Essa ausência de contato interfere na aprendizagem. Os mais prejudicados são os alunos sem os recursos tecnológicos, como internet e computador, e os que precisam de mais incentivo dos professores para obterem melhor rendimento.

“Alunos que possuem acesso à internet, que têm interesse e vontade de aprender e pais ou responsáveis interessados, terão um rendimento satisfatório”, avalia Marco Antônio.  "Os que infelizmente não possuem acesso à internet e vêm de famílias com poucos recursos serão bem prejudicados”, acrescenta.

O ano letivo pode estar perdido não em virtude de notas ou desempenho dos alunos, avalia Erica, mas em razão da falta de saúde mental em virtude de problemas emocionais de alguns alunos e de condições financeiras de outros.

O retorno às aulas, ainda sem previsão, será de novidades e de transformação na opinião dos professores. “Quando as aulas voltarem, o grande trabalho da escola será o de refazer os laços de ligação entre os alunos e o ambiente escolar”, diz Marco Antônio.

As escolas que não se adaptarem à nova realidade, ele avalia, vão desaparecer. Apesar da relevância do ensino presencial, as aulas EAD, ele observa, vão se tornar uma realidade permanente. “Mas é preciso que seja aperfeiçoada para não atrapalhar mais do que ajudar”, afirma.

A escola não será mais a mesma na opinião também da professora Erica. “Teremos de repensar métodos de ensino e dar mais protagonismo aos alunos e autonomia aos professores”, avalia.

As mudanças deverão contemplar as desigualdades sociais e conceitos equivocados da sociedade sobre educação que foram escancarados pela pandemia, observa Gisela.

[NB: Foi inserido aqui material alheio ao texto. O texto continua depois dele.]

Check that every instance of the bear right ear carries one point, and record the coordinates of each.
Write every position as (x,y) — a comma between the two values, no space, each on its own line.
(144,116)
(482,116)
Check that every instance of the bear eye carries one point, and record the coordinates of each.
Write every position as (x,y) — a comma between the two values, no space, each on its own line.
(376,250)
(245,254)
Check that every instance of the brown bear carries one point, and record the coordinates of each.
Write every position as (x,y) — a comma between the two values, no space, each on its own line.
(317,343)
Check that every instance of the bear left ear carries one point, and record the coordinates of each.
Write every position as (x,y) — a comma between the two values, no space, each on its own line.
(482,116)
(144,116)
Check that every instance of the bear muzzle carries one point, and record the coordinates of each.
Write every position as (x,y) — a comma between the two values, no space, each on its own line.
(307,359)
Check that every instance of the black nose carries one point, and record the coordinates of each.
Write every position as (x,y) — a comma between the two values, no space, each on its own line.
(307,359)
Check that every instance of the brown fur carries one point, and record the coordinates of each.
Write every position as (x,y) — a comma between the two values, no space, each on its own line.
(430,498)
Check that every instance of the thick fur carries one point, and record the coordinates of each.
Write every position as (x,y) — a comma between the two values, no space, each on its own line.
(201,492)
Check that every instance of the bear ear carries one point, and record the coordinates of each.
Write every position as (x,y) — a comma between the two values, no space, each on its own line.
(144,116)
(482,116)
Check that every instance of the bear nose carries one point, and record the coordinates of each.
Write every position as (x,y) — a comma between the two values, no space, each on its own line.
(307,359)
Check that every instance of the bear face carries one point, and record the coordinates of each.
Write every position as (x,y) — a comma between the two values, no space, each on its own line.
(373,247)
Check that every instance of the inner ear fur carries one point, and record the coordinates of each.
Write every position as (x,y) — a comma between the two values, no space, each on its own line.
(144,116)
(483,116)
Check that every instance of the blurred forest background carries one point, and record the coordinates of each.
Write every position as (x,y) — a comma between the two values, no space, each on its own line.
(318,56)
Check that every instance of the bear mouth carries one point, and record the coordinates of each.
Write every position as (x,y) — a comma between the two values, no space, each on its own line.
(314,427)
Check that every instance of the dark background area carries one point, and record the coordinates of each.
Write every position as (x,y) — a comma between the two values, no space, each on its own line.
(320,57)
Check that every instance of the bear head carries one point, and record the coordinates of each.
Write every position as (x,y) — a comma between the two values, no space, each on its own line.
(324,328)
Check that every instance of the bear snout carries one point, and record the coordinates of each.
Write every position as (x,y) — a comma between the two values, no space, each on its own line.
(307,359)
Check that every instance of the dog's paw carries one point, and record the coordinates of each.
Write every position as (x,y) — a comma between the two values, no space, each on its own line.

A sociedade terá de discutir a valorização dos professores, a escola democrática, a escola pública e a escola privada, entre outras questões. “Não podemos voltar àquela normalidade”, finaliza Gisela.

Enem

Há uma unanimidade entre os professores serranos de que o Exame Nacional do Ensino Médio (Enem) deve ser adiado para não prejudicar em especial os alunos com menos condições de se preparar para o exame.

“Sem dúvida o Enem deve ser adiado. Manter a data atual da aplicação das provas, com o mundo passando por uma pandemia é prejudicar em muito a maioria dos candidatos”, avalia Marco Antônio.

Erica compartilha da mesma opinião. “Uma geração de estudantes não pode ser prejudicada pela incompetência de um ministro da Educação, que tem por único objetivo o desmonte da educação pública”, conclui.